Mr Johnson reiterated his government’s pledge to “build back greener” after the Covid-19 pandemic, through a green industrial revolution. He promised to deliver thousands of new jobs in the process.

As regards wind power, Mr Johnson said: “We’ve got huge, huge gusts of wind going around the north of our country – Scotland. Quite extraordinary potential we have for wind.”

On the question of new technologies, the Prime Minister also said he wanted the UK to take the lead in carbon capture and storage (CCS) technology, in which greenhouse gas emissions are captured from sources such as power stations and then stored underground.
Mr Johnson said this was a technology he “barely believed was possible, but I am now a complete evangelist for”.

He said the country would also be investing in renewable hydrogen fuel technology “for trucks, for trains, even perhaps for planes – for vehicles that aren’t readily capable of being moved by electric batteries”.

Like many other countries, he said the UK government was also thinking of bringing forward the date for phasing out new petrol and diesel cars. It’s thought that date will be 2030, with 2035 for plug-in hybrids – but this has not yet been confirmed. This would help accelerate the take-up of electric vehicles (EVs).

The government would be continuing its ongoing investments in solar power and nuclear energy: “I do think nuclear has to be part of the mix,” the Prime Minister said.
Something that might have got a bit lost amongst Mr Johnsons references to the UK not “lagging on lagging” or the need to get hydrogen “grunt” to power the nation’s trucks was just how important the Glasgow conference is.

It was only at the UN climate conference in Paris in 2015 that the world actually agreed that all nations needed to do their bit to reduce greenhouse gas emissions.

Even as the Paris conference closed, the participants knew the commitments made were not sufficient to meet the UN’s stated goal of keeping temperature rises well below 2C.

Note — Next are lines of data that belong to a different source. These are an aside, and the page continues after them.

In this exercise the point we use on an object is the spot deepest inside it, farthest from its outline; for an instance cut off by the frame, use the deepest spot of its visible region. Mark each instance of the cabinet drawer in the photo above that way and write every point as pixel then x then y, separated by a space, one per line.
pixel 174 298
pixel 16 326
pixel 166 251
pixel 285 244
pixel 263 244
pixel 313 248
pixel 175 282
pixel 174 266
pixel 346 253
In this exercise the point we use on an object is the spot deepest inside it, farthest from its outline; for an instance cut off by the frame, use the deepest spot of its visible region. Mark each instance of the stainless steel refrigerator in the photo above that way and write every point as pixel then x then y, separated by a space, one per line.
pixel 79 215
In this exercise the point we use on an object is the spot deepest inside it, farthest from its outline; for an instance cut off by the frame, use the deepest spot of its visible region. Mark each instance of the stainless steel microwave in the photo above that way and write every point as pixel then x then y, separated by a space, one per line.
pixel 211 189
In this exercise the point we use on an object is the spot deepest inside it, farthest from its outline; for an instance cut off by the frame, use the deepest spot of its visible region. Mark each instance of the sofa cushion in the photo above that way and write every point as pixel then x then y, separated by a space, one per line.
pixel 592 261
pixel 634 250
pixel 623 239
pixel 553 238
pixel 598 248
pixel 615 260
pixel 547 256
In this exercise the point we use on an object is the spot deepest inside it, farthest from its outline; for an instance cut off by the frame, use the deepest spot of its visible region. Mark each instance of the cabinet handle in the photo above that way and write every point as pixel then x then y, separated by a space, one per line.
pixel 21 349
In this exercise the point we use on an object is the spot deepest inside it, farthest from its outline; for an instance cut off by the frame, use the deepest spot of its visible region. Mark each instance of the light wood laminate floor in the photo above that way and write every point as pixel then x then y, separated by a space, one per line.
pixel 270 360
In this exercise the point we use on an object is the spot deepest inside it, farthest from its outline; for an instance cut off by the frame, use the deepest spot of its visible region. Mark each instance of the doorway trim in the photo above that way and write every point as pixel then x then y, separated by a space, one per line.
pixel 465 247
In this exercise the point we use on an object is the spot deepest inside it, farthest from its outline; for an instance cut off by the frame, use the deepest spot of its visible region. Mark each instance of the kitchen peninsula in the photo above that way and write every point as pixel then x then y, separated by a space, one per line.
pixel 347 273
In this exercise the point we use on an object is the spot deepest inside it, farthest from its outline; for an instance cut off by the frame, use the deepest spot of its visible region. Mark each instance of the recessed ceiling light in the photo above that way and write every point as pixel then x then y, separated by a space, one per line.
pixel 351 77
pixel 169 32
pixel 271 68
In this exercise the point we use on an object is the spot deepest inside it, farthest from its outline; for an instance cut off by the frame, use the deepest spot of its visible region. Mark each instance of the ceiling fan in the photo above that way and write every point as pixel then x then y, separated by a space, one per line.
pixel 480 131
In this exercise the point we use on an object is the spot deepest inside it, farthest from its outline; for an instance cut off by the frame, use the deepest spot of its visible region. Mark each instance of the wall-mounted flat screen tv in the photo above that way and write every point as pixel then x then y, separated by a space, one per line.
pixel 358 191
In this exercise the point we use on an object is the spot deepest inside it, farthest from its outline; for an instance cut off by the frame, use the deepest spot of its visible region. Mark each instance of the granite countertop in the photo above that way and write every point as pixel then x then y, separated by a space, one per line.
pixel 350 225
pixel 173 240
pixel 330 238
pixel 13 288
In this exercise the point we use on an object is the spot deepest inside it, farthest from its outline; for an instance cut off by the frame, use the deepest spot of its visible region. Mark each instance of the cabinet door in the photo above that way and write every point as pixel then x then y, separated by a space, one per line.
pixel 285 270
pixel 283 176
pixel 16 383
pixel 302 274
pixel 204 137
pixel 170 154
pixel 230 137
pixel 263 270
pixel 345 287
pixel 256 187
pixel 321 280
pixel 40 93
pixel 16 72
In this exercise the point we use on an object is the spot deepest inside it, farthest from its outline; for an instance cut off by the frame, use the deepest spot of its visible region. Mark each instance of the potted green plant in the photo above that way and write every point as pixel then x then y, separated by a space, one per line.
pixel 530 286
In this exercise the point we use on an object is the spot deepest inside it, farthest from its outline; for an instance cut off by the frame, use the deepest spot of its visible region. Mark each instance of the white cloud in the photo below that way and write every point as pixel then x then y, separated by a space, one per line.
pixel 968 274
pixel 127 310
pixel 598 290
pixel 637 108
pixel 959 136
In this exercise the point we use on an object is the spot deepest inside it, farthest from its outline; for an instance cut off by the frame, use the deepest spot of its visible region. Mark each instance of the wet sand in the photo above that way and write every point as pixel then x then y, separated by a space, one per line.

That is why they agreed to review their ambitions every five years. The idea is that they will keep raising the bar, doubling down on the efforts to moderate climate change.

Mr Johnson’s goal today was to urge them to bring the boldest possible carbon cuts at a new meeting marking the anniversary of the Paris agreement on 12 December.

What they bring to that meeting will kick off a year of negotiations designed to get them to go even further eleven months later at Glasgow.

So Mr Johnson was beginning a process that will determine how successful the conference will be and – much more important – will also determine the future direction of global climate.

In addition, homes would have to be improved so that they emit far fewer emissions. “Putting in lagging, changing the way the windows are configured, all kinds of things – changing the boilers. You can do so much to make a home less carbon-emitting.

“The UK may sometimes be accused of lagging in some things my friends, but we will never be lagging in lagging.”

Mr Johnson said the UK’s greenhouse gases were 8-10% down in 2020 on previous years. But added: “The bad news is we’ve achieved that by sustaining an appalling economic shock in the form of coronavirus.

“The only way we’ve done – or we’re going to do it – is as you can imagine because our planes aren’t flying, our people aren’t moving, our cars aren’t travelling and our industry isn’t producing emissions in the way that it normally would.”

At the roundtable, Ursula Van der Leyen, president of the European Commission, said that keeping global temperature rise under 1.5C – considered the gateway to dangerous global warming – was still possible “if we act quickly and if we act together”.